We occasionally get inquiries and manufacturing prints identifying a custom magnet shape using the abbreviation Neo. Because shorthand works – both internally and in discussions with our customers – we likewise sometimes refer to a Neodymium magnet as Neo or NdFeB. Of the rare earth element magnets, Neo magnets are the most commonly specified because they have the highest known energy product for their mass. One might possibly expect the Neo name to mean “new” – and that could be a reasonable assumption based on the fact that they were initially created relatively recently in 1984. The abbreviated name, however, actually comes from the element Neodymium – or Nd.

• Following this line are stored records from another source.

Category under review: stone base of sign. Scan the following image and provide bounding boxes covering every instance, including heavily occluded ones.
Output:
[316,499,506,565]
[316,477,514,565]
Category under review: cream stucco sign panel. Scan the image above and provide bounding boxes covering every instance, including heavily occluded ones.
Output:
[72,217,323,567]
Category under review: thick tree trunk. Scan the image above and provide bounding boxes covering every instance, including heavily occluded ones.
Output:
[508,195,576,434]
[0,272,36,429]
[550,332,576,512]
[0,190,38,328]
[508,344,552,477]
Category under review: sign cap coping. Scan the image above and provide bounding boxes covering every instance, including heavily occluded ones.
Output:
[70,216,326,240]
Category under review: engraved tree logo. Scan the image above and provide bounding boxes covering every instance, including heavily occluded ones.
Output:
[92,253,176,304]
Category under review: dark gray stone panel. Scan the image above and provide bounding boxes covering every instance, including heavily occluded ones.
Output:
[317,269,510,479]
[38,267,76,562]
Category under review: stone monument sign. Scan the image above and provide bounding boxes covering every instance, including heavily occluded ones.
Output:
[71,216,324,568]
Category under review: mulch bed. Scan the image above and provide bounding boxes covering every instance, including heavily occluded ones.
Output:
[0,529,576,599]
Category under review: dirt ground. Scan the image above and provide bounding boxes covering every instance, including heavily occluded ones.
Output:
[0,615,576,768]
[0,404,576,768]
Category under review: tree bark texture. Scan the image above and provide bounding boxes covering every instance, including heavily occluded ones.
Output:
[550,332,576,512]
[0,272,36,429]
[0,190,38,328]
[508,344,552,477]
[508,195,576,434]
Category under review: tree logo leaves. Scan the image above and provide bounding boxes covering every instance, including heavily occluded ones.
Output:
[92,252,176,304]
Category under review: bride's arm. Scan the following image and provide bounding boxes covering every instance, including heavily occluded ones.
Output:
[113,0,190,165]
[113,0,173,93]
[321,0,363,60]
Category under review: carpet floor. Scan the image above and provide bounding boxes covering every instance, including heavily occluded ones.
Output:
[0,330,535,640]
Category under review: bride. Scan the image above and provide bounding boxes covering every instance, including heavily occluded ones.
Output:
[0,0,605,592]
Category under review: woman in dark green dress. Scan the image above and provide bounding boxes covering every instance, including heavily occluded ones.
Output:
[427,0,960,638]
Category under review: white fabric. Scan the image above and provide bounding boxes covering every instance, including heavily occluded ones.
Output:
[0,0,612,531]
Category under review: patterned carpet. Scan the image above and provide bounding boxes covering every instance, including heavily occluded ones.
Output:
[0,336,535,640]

But there is a bit of a “new” twist to the naming story. In 1885, Carl Auer von Welsbach discovered that a substance known as (and previously misclassified as an element) ‘Didymium’ was actually a mixture of two entirely new elements. Welsbach successfully reacted Didymium to form nitrate salts, which he then fractionally crystallized from nitric acid to yield pink Neodymium and greenish-brown Praseodymium salts. Welsbach chose the name Praseodymium, which from Greek indicates ‘green twin.’ Compounds of praseodymium are green. Neodymium was named with ‘neos didymos’ – Greek for ‘new twin,’ reflecting Neodymium’s close association with praseodymium.
Neodymium magnets actually go by a few different abbreviations, but they all refer to the same magnet. This rare earth element magnet’s full name is Neodymium Iron Boron, so in addition to “Neo magnets” and “NdFeB magnets,” they are also sometimes referred to as “NIB magnets.” By the way, the full formula for the alloy NdFeB is Nd2Fe14B.
As previously stated, Neo magnets provide the greatest performance to volume ratio available, and work best up to 150º C. Samarium Cobalt (or SmCo5) magnets – another commonly specified rare earth magnet – are often better specified for industrial applications where temperatures will rise above 150º C.
It is important to note that Neo magnets typically require a protective coating, as they are prone to corrosion. One typical coating for NdFeB magnets is a triple layer plating of Nickel, Copper, and Nickel (Ni-Cu-Ni).
Whether you call them a Neo magnet, NIB, NdFeB, or Neodymium Iron Boron magnet, these are the same, high quality industrial magnet. As is the case with all magnet materials, when selecting Neodymium for your application, it is important to use the correct Neodymium magnet grade, and to be aware of the magnet’s physical and environmental operating limitations.